Wednesday, March 31, 2010

De Mortalis

What words does one say when one comes face to face with death?

For once, I am at a loss. As you all know, I have an opinion on most things. Now... well, I guess the cold, rational side of me has been taken over by my lesser-known emotional side. My rational side says that death is a part of life and therefore inevitable. My emotional side is screaming "NO!!"

You see, I just learned that my great-grandmother passed away. I wasn't super-close to her, but I was close enough to care about her. My family has known for a while that her body was slowly shutting down, but that doesn't make the actual death any easier to swallow. It would be one thing if we knew she was a Christian, but we don't.

(I keep saying "we." I mean "I." When I talk about touchy subjects, I tend to revert to collective pronouns.)

Oh, I'm not used to this. Typically, I'm so unemotional that I could pass for a Vulcan. "Pain is weakness leaving the body..." yada, yada, yada. (Yeah, I know that's not a Vulcan quote.) But now, my emotions are all over the place. Grief, like physical pain, comes in waves, I suppose.

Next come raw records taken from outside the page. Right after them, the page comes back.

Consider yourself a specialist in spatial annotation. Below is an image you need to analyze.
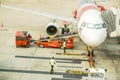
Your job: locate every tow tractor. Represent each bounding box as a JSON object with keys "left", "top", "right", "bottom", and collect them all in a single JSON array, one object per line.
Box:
[
  {"left": 35, "top": 37, "right": 74, "bottom": 49},
  {"left": 88, "top": 68, "right": 105, "bottom": 80}
]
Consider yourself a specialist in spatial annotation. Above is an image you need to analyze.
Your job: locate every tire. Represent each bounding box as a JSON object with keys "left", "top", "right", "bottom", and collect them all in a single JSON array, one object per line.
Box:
[
  {"left": 61, "top": 28, "right": 65, "bottom": 34},
  {"left": 40, "top": 44, "right": 44, "bottom": 48}
]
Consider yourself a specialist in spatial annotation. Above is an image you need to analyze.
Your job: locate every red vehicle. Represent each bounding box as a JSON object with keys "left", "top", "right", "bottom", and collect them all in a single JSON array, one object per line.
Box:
[
  {"left": 35, "top": 37, "right": 73, "bottom": 49},
  {"left": 16, "top": 31, "right": 27, "bottom": 47}
]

I was going to make this a pseudo-deep musing on the brevity of human life--hence the Latin title, which is a somewhat morbid play on the Roman expression, "Di Immortales" (lit. "Immortal Gods"--kind of like "Oh my goodness"). But now that I'm writing (attempting to write), my thoughts are more like a pit of quicksand than a clear well. Obviously, I'm in no state to be writing anything, least of all "articles" with any sort of depth or lucidity. So I'll leave depth to David and Solomon.

Psalm 23
The Lord is my Shepherd;
I shall not want.
He makes me to lie down in green pastures.
He leads me beside still waters.
He restores my soul.
He leads me in the paths of righteousness for His name's sake.
Even though I walk through the valley of the shadow of death,
I will fear no evil,
For you are with me.
Your rod and your staff comfort me.
You prepare a table before me in the presence of my enemies.
You anoint my head with oil.
My cup overflows.
Surely goodness and mercy shall follow me all the days of my life,
And I will dwell in the House of the Lord forever.

Ecclesiastes 3:1-8
There is a time for everything,
and a season for every activity under heaven:
a time to be born and a time to die,
a time to plant and a time to uproot,
a time to kill and a time to heal,
a time to tear down and a time to build,
a time to weep and a time to laugh,
a time to mourn and a time to dance,
a time to scatter stones and a time to gather them,
a time to embrace and a time to refrain,
a time to search and a time to give up,
a time to keep and a time to throw away,
a time to tear and a time to mend,
a time to be silent and a time to speak,
a time to love and a time to hate,
a time for war and a time for peace.

And finally, from a good friend of mine...
Psalm 73:28
But it is good for me to draw near to God;
I have put my trust in the Lord GOD,
That I may declare all Your works.

So with that, I'll put my trust in God and stop yapping.



(P.S. Forgive me if I sounded gothic. I'm not obsessed with death [although I did go through a slightly questionable phase during junior high/early high school]. I've just never seen "Azrael" this close before.)

2 comments:

  1. I'm one of those people who doesn't know what to say when other people go though sad things, so this comment is probably not very helpful...

    But then it seems bad not to leave a comment in this situation... Rrrgh!!!

    Well, then, I guess I won't really say anything.

    E

    P.S. Will you be at Youth Group tonight?

    ReplyDelete
  2. Thanks, Ellie. Your comment actually was helpful... it showed me that you care, which is very nice.

    Yeah, obviously I wasn't at YG last night... I went to a Passover Seder at a friend's house instead.